When freedom of speech means only one opinion is allowed

“Our universities are so determined to impose tolerance that they’ll expel you for saying what you think and never notice the irony”. This is one of my favourite quotes by American poet John Perry Barlow. It brings to mind a particular history honours class in which our tutor asked us whether we believe in ‘truth’. A student immediately answered; “Well, all throughout university we are told there is no such thing as truth, so I guess no I don’t believe in truth.” I expressed my disagreement with this comment, and the room was silent, as students stared at me in disbelief.
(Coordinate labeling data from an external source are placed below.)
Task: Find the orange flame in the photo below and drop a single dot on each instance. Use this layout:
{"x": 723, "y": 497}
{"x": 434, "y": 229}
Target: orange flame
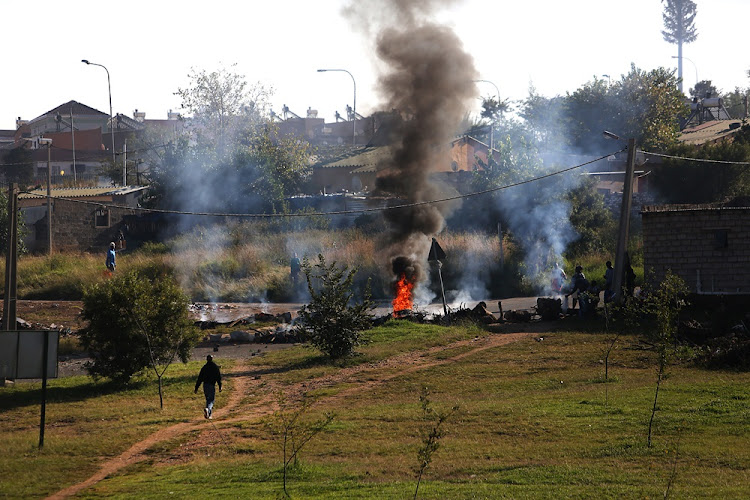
{"x": 403, "y": 300}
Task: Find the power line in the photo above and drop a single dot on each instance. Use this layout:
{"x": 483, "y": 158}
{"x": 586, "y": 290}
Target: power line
{"x": 703, "y": 160}
{"x": 339, "y": 212}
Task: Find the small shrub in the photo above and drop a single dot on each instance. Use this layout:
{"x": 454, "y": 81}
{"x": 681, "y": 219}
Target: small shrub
{"x": 134, "y": 323}
{"x": 331, "y": 321}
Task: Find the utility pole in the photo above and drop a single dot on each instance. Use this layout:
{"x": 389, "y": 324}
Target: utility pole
{"x": 125, "y": 163}
{"x": 622, "y": 239}
{"x": 11, "y": 289}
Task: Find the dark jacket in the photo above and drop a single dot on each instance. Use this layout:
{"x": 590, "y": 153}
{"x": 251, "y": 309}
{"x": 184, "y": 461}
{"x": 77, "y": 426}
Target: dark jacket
{"x": 209, "y": 374}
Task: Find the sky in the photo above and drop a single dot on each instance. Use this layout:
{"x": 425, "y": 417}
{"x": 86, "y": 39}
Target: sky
{"x": 150, "y": 47}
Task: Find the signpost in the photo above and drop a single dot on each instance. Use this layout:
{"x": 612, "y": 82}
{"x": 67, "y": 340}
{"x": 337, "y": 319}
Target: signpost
{"x": 30, "y": 354}
{"x": 437, "y": 255}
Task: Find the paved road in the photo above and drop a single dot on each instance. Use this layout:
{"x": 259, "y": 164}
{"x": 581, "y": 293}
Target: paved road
{"x": 227, "y": 312}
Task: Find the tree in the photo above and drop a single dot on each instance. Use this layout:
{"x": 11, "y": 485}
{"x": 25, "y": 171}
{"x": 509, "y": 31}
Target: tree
{"x": 332, "y": 321}
{"x": 704, "y": 88}
{"x": 22, "y": 229}
{"x": 430, "y": 441}
{"x": 679, "y": 27}
{"x": 664, "y": 304}
{"x": 223, "y": 108}
{"x": 18, "y": 166}
{"x": 293, "y": 431}
{"x": 645, "y": 105}
{"x": 230, "y": 156}
{"x": 135, "y": 322}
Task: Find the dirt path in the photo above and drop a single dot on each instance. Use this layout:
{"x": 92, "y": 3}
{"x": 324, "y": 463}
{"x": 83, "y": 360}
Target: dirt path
{"x": 241, "y": 384}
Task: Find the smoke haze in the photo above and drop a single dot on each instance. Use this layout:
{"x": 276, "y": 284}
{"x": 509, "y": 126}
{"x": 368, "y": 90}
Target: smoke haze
{"x": 427, "y": 78}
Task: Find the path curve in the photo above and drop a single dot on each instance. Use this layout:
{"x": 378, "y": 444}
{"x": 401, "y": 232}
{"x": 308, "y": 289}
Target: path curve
{"x": 409, "y": 362}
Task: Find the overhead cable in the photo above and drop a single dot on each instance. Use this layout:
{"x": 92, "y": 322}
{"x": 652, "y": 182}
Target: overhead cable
{"x": 339, "y": 212}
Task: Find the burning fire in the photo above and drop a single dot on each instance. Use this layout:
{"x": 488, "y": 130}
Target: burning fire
{"x": 403, "y": 300}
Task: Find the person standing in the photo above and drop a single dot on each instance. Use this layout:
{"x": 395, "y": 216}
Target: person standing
{"x": 294, "y": 267}
{"x": 609, "y": 276}
{"x": 209, "y": 376}
{"x": 110, "y": 262}
{"x": 558, "y": 279}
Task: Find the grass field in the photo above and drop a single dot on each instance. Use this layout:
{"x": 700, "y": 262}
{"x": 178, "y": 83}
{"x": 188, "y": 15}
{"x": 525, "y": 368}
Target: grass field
{"x": 532, "y": 423}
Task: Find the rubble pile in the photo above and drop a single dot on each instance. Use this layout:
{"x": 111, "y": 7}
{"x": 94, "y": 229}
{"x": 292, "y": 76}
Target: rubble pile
{"x": 548, "y": 308}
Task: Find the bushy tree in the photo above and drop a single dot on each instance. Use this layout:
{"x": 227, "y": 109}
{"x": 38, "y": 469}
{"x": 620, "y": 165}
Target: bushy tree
{"x": 18, "y": 166}
{"x": 21, "y": 228}
{"x": 333, "y": 320}
{"x": 229, "y": 156}
{"x": 645, "y": 105}
{"x": 135, "y": 322}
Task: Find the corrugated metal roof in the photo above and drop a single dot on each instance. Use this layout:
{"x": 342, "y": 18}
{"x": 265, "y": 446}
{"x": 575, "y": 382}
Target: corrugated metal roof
{"x": 710, "y": 132}
{"x": 649, "y": 209}
{"x": 369, "y": 158}
{"x": 82, "y": 192}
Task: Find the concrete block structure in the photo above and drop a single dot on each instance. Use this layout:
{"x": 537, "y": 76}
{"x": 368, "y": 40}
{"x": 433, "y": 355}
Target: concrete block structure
{"x": 708, "y": 246}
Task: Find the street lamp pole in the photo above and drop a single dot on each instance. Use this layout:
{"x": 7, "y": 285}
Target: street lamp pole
{"x": 354, "y": 117}
{"x": 680, "y": 69}
{"x": 111, "y": 123}
{"x": 492, "y": 127}
{"x": 627, "y": 202}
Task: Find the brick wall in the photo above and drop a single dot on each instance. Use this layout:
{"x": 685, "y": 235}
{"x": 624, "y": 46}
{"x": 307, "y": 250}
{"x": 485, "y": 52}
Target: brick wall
{"x": 74, "y": 228}
{"x": 710, "y": 242}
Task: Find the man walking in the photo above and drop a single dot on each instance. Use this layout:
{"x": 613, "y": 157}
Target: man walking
{"x": 110, "y": 262}
{"x": 209, "y": 376}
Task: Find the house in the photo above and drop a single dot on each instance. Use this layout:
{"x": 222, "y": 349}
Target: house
{"x": 358, "y": 171}
{"x": 710, "y": 132}
{"x": 708, "y": 246}
{"x": 83, "y": 219}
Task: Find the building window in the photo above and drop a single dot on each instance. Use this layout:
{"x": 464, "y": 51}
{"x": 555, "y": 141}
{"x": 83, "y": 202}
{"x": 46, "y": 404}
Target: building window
{"x": 101, "y": 217}
{"x": 721, "y": 239}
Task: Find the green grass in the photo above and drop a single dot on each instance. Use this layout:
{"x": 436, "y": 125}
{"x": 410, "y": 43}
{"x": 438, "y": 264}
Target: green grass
{"x": 532, "y": 423}
{"x": 85, "y": 422}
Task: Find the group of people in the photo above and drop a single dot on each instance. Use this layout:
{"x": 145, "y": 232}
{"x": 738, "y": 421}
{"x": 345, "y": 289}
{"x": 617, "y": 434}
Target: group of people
{"x": 585, "y": 294}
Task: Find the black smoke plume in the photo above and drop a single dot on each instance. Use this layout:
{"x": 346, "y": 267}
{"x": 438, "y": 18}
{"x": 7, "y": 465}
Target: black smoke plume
{"x": 428, "y": 80}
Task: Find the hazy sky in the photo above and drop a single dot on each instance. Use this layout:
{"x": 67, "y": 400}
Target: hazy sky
{"x": 149, "y": 48}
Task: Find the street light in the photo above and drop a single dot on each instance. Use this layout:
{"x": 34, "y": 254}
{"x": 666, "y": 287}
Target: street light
{"x": 35, "y": 142}
{"x": 627, "y": 200}
{"x": 354, "y": 117}
{"x": 694, "y": 66}
{"x": 111, "y": 123}
{"x": 492, "y": 127}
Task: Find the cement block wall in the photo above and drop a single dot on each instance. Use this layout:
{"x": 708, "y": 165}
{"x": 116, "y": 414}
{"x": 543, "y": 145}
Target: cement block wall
{"x": 74, "y": 227}
{"x": 707, "y": 244}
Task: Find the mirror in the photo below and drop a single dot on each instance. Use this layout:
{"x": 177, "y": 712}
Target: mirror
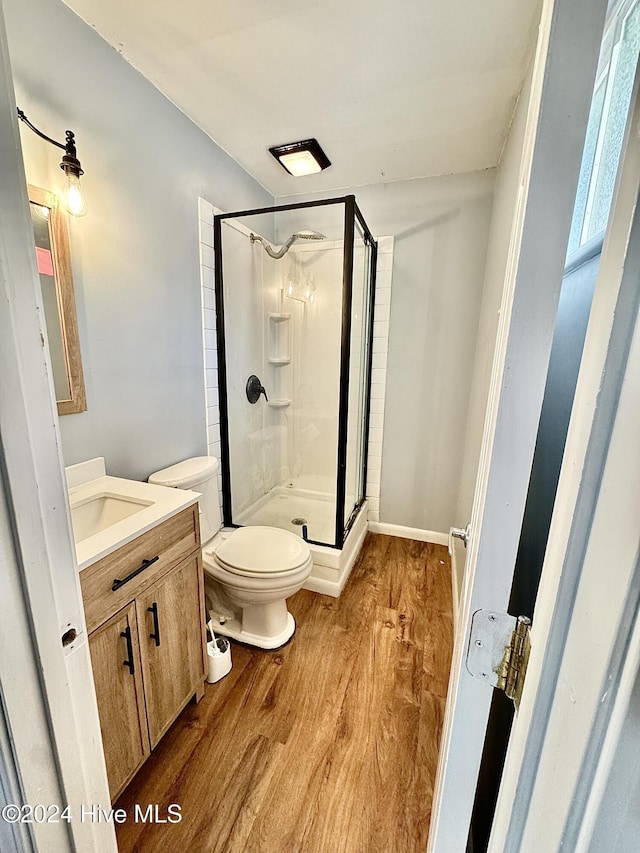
{"x": 54, "y": 268}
Before we begin our university years, we are told to expect a free-thinking academic experience, where we will be challenged to fight for our views, enjoy healthy debate with people who hold a variety of opinions, and that we will be able to express ourselves freely, without judgement. It was therefore incredibly disappointing to discover that the reality can be quite the opposite. There are many university lecturers and tutors who encourage healthy debate, and I do not intend to generalise about the profession at large. I have certainly been shut-down by academic staff before, but more often, the intolerance seems to stem from the powerful student groups, as shown in the particularly negative response provided by students trying to shut down the new ‘LifeChoice’ group at the University of Sydney.

The University of Sydney Union (USU) narrowly approved LifeChoice last week, in a vote 6-5. I applaud the chairwoman of the USU, Ms Matthews, who cast the deciding vote to approve the group, therefore staying true to what universities should idealistically support – freedom of speech. Indeed LifeChoice falls precisely into the category of this age old university ideal, promoting “reasonable and informed discussion on the issues of abortion and euthanasia in Australian society”.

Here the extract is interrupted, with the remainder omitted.